Forward composition: $p\,;q$
$$\forall p,q\cdot p\in S\leftrightarrow T\land q\in T\leftrightarrow U\implies\\p\,;q=\{x\mapsto y\mid(\exists z\cdot x\mapsto z\in p\land z\mapsto y\in q)\}$$
Backward composition: $p\circ q$
$$p\circ q=q\,;p$$
I am having trouble understanding what forward composition and backward composition mean. The content above is from my unit notes and I just fail to see any intuition reading it.
Consider two relations $A \leftrightarrow^R B \leftrightarrow^S C$, then forward composition says that for two-elements $a,c$ we have $a (R;S) c$ precisely when there's an intermediary connecting them ---ie $\exists b \in B :: a R b \land b S c$.
The notion of backwards-compostion is more of a classical taste and usually used mainly when discussing functions ---a special kind of relations. Usually this style has more flaws for beginners and makes diagrams a bit difficult to work with.

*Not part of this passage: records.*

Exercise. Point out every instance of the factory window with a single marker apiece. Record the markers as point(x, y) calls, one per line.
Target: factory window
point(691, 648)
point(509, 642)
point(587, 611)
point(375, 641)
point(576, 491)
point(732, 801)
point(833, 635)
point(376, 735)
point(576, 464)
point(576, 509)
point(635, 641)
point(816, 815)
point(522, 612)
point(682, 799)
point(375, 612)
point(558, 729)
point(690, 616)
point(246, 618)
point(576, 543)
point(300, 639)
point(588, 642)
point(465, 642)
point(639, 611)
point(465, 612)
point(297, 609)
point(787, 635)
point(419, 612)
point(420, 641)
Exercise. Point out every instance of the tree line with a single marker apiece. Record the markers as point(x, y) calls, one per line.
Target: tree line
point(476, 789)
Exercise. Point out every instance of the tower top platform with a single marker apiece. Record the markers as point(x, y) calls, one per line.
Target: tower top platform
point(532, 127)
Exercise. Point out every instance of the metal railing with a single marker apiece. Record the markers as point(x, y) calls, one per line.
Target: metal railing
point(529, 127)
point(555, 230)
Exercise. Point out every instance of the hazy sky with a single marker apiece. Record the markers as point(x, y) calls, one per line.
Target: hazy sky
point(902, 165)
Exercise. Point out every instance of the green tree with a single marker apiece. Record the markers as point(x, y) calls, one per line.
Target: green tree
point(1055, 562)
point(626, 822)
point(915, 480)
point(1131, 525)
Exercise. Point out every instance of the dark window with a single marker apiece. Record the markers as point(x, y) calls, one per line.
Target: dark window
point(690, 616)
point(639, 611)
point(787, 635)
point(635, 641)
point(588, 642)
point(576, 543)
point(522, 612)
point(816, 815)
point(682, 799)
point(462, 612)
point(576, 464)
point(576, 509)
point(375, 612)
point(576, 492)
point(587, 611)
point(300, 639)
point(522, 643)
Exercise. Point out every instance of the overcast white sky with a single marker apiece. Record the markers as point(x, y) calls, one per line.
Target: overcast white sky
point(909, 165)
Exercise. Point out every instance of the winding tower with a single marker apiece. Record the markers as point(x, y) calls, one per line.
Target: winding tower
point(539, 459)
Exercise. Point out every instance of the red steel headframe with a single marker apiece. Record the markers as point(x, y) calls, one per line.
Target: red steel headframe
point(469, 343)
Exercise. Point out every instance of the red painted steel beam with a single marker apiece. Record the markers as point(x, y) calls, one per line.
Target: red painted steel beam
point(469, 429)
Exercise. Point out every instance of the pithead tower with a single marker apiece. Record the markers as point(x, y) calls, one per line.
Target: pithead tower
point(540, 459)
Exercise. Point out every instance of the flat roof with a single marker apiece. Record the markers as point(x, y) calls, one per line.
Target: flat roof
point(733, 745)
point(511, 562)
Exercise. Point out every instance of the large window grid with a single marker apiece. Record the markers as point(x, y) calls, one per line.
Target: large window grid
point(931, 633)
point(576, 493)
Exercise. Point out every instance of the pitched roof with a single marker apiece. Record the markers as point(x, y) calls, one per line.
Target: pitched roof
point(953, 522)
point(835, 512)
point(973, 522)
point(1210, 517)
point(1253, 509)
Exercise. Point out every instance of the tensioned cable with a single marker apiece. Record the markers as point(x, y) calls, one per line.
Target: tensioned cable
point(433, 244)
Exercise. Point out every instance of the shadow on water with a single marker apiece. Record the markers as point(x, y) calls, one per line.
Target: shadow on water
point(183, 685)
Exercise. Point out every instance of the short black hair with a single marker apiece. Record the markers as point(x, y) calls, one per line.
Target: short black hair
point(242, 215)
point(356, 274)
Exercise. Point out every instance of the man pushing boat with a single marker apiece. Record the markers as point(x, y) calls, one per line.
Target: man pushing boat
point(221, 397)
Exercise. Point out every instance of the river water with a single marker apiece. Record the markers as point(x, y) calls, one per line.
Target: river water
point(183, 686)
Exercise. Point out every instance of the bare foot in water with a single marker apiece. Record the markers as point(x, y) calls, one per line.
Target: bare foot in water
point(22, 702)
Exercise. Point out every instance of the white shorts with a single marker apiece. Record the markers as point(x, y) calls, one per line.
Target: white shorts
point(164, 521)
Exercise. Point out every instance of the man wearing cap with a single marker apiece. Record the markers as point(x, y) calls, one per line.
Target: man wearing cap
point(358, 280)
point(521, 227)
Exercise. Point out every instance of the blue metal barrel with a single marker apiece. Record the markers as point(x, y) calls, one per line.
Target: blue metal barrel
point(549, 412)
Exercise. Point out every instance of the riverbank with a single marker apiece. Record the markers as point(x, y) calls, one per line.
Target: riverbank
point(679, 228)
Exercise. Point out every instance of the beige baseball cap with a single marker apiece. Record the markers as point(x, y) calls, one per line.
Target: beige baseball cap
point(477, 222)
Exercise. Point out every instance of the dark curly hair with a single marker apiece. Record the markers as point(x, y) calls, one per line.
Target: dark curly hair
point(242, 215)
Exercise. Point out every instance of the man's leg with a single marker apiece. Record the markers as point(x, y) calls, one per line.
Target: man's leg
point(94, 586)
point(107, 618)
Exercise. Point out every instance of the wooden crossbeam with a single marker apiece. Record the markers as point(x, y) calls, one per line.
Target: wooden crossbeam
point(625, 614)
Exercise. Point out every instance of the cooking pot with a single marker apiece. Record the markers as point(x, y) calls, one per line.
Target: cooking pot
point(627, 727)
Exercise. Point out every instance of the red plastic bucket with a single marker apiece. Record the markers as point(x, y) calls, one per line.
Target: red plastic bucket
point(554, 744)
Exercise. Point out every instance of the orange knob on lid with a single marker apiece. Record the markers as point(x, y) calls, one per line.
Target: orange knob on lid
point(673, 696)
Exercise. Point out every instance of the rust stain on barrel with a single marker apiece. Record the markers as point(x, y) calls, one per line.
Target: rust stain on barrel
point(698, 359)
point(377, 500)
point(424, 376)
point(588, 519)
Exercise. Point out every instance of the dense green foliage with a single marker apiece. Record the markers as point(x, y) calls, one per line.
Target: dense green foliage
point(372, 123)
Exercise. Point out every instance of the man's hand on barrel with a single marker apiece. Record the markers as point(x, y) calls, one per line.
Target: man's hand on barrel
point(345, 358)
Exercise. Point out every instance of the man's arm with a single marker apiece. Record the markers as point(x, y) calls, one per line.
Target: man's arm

For diagram $A \leftrightarrow^R B \leftrightarrow^S C$, it is clear that the composition $R;S$ has type $A \leftrightarrow C$. Whereas the diagram does not immediatly make it clear the type of $S \circ R$ ---this has a more right-to-left flavour of diagram-reading, but English is left-to-right.
Hope that helps!
It is common to write $xRy$ or $(x,y) \in R$ to mean that $x,y$ are related via relation $R$.